Along with Sumpter, Kent resident and Season 1 competitor Kelly Barchand was selected for the all-stars competition. Sumpter is a competition marksmen and a longtime veteran of FWPD, while Barchand is considered one of the best long-distance marksmen in the world, having competed internationally with the U.S. National Rifle Team.
All-star competition is structured differently than previous seasons, as host Colby Donaldson said before the first competition in this week’s season premiere.
For this season, the competitors will not be broken out into teams, and the “Nomination Range” has been taken out of the competition.
“(This season is) all about skill,” Donaldson informed the competitors before the first competition of the season. The all-stars are fighting for $100,000 and a Tahoe Q5i speedboat, and of course, the pride of winning from the best of the best that the show has so far assembled.
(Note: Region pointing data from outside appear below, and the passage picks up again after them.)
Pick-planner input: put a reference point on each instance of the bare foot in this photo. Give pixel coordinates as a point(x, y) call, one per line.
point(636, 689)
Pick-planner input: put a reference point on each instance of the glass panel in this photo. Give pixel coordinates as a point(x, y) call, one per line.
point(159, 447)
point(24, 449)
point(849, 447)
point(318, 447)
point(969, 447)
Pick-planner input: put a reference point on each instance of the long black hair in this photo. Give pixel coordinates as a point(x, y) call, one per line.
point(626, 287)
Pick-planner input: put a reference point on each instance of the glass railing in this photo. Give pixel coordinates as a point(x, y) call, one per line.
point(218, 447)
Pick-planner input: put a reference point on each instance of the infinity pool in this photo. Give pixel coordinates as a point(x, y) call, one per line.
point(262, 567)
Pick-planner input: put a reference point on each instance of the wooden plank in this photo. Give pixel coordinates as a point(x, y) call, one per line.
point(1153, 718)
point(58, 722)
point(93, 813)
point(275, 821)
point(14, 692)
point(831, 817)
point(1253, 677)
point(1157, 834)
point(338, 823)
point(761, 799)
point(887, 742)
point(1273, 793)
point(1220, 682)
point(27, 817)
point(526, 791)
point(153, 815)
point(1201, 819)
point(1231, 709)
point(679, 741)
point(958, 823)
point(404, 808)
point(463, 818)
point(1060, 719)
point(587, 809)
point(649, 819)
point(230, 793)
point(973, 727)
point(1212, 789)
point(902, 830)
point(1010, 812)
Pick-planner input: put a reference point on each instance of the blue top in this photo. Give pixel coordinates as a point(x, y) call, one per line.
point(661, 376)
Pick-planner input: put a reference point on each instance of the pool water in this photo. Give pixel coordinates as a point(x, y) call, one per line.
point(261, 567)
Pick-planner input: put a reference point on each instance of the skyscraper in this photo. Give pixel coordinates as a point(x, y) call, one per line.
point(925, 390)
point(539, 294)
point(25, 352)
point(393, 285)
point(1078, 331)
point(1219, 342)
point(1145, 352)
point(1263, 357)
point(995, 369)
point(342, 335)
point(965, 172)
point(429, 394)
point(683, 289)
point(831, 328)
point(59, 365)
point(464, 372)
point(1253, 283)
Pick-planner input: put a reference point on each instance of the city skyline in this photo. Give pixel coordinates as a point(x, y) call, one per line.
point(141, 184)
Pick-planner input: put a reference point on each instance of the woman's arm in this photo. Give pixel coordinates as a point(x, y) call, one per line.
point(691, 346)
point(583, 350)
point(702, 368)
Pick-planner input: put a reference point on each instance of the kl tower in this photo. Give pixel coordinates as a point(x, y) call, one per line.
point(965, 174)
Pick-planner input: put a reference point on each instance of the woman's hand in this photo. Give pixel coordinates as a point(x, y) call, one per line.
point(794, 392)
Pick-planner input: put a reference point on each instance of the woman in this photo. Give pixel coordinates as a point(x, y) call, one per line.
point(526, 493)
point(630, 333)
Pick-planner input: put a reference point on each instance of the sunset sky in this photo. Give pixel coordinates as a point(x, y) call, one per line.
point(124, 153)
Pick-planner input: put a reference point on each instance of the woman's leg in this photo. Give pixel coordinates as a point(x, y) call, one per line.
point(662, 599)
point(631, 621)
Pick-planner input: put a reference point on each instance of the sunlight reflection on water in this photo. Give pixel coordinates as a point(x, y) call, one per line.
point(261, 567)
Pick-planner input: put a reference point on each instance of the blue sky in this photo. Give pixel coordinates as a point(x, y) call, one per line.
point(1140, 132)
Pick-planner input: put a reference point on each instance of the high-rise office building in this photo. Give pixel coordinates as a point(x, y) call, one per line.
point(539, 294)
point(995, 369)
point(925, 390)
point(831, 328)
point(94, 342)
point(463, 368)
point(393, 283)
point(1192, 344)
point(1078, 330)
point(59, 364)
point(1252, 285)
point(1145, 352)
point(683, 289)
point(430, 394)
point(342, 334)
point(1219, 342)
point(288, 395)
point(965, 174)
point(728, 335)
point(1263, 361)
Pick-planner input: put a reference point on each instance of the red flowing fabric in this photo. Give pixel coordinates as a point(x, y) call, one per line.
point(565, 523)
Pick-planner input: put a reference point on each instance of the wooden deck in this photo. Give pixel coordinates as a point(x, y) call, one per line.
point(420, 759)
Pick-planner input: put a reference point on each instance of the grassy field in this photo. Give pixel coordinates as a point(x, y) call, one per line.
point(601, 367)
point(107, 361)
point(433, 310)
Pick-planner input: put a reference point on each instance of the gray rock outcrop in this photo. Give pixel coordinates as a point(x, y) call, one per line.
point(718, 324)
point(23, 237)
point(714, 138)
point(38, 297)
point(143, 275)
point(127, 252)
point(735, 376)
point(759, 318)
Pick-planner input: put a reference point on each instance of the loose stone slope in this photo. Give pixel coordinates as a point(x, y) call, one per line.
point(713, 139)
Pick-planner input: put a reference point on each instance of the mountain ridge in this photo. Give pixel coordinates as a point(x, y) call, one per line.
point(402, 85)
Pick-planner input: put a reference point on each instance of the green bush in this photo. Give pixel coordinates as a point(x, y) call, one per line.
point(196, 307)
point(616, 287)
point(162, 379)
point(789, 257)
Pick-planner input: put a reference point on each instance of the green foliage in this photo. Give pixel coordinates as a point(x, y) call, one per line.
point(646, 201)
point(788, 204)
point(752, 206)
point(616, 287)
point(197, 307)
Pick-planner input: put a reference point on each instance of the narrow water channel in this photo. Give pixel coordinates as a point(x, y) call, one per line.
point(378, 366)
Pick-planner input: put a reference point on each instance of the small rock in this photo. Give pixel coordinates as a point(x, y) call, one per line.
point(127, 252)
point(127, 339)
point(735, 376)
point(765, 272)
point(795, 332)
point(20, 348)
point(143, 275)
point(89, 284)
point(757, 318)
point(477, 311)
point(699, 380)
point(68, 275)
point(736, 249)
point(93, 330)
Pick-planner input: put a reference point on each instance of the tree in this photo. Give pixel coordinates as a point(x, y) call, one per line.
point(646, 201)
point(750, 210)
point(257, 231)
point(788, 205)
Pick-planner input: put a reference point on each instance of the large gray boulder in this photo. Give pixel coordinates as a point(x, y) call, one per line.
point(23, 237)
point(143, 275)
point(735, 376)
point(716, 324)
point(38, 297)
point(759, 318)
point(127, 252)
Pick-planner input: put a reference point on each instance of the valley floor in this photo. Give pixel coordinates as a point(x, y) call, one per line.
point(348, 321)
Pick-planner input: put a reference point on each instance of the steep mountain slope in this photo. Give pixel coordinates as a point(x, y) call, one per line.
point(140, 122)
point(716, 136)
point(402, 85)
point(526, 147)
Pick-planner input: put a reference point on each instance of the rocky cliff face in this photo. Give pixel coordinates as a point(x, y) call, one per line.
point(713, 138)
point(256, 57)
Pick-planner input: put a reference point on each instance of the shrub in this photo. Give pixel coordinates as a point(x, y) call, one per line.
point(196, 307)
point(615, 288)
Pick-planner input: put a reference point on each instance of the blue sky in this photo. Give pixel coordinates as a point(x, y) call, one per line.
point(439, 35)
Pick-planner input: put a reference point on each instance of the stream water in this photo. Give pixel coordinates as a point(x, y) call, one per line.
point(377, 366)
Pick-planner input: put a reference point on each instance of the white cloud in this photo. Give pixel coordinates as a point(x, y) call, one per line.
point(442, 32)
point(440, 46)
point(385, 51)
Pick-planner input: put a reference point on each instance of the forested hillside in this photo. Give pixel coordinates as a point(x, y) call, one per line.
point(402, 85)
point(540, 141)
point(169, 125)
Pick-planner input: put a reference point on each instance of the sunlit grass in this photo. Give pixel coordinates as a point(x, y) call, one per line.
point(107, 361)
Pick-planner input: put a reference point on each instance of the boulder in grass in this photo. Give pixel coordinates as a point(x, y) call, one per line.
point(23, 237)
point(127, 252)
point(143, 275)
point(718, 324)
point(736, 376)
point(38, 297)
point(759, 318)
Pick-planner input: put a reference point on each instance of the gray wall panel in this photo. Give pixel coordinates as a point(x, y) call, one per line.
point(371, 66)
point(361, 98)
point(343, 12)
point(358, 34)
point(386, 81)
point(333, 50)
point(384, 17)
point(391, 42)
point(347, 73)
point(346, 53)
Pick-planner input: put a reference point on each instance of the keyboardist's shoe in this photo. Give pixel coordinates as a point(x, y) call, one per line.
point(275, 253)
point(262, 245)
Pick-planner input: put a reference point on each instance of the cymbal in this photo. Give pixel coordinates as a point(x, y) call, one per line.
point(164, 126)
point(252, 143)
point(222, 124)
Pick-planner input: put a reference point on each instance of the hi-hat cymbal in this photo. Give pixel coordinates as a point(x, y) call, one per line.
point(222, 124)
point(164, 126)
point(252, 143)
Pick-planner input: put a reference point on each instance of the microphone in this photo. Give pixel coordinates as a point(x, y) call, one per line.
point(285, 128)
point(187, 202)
Sumpter said he was a little saddened to not have the team competition for this season, but, as a competitive marksman, was also happy with the fact that the “Nomination Range” had been taken out of the show.
“It’s all skill-based. You shoot straight, or you’re gone,” he noted.
For the first competition, Sumpter and Barchand and their fellow competitors navigated an obstacle course to three shooting stations. The three firearms for the first competition were the SVT-40, a Russian gun that was popular during World War II; the Larue Tactical OBR; and the FAL ISS, a firearm preferred by United Nations peacekeeping forces.
Sumpter, who came into the season nursing a hip injury, said the obstacle course as the first challenge was daunting.
“The very first challenge is going to involve running, climbing, crawling?” he said wryly in a phone interview. “Everything I had hoped to not do was involved in the very first event.”
For Barchand, the obstacle course was interesting, especially the part that required a belly crawl under barbed wire.
“There’s an explosion, there’s a fireball, this is crazy,” he said on the show.
Even with the various elements of the obstacle course, both Sumpter and Barchand had respectable finishes, with Sumpter finishing in 2:21, and Barchand taking first place at 1:26.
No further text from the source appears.